29 de julho de 2014

A poesia de Juliana Bernardo

zen

se conseguir esperar cem dias
e, principalmente, cem noites
debaixo da minha janela
serei sua, disse a princesa

e o soldado trouxe um banquinho
fez palavras cruzadas, bordado, tai chi
chorou, tomou barbitúricos, vitaminas, drinks
tomou inverno, verão

então
na nonagésima nona noite
mobiliou novamente seu corpo
pondo os ossos de pé
dobrou o banquinho e nunca mais
olhou pra trás

*

baião de dois

minha mãe casou
esmalte misturinha
vestido branco de segunda mão
cabeça redonda cintura fina
nas palavras dela
meu pai atrasado
fusca preto
terno de boêmio feito no alfaiate
na festa
um quintal de chuva
um arrepio de papel
sem lembrancinha sem piano
meu pai e minha mãe
arroz e feijão
abraçados no prato

*

o livro me escreve

enquanto espero o poema
o mar navega em Ulisses
enquanto espero o poema
a mortalha tece Penélope
enquanto espero o poema
o céu passa pelo pássaro
enquanto espero o poema
a terra encarna em deus
enquanto espero o poema
enquanto espero o poema
o poema espera um cavalo

*

lágrimas nos dentes

estacionou a lua na esquina
entrou no ap pela porta fechada
reconheceu os bichos
renomeou os livros
sem uma palavra
me abraçou com os olhos
me amou com a testa
beijou outros com a mão
se despediu depois
com lágrimas nos dentes
vestiu o paletó de estrelas
saiu pela janela

levou a lua embora

*Juliana Bernardo é autora de Carta Branca e Vitamina (Patuá, 2011 e 2013), nasceu em São Paulo, em 89.
Tem poemas em revistas, jornais, sites literários, antologias e muros.

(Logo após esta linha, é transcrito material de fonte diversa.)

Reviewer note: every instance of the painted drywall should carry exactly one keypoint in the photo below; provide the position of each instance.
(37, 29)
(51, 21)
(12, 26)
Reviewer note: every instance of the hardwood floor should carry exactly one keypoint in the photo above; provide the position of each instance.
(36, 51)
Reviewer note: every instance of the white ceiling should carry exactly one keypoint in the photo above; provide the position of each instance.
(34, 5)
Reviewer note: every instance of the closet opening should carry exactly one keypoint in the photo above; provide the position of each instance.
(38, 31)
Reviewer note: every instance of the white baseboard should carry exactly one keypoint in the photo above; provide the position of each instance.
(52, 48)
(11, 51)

Seus textos já estiveram na tv (Arteletra Literatura), no rádio (Paisagens e Poéticas,transmitido na 30ª Bienal Internacional de Artes de SP, e Poesia Viva, na Rádio Estadão) e ganharam alguns prêmios literários. Faz parte do coletivo Poesia Maloqueirista e do Projeto Praga, com os quais organiza mensalmente eventos multiculturais em espaços públicos. Trampa com revisão e produção da coleção Edições Maloqueiristas, que conta com 27 livros e apoio do Programa VAI II.
Cursou Filosofia, na USP, e estuda por conta candomblé, música e tarô. Desenha os próprios vestidos & costura seus bloquinhos de anotações.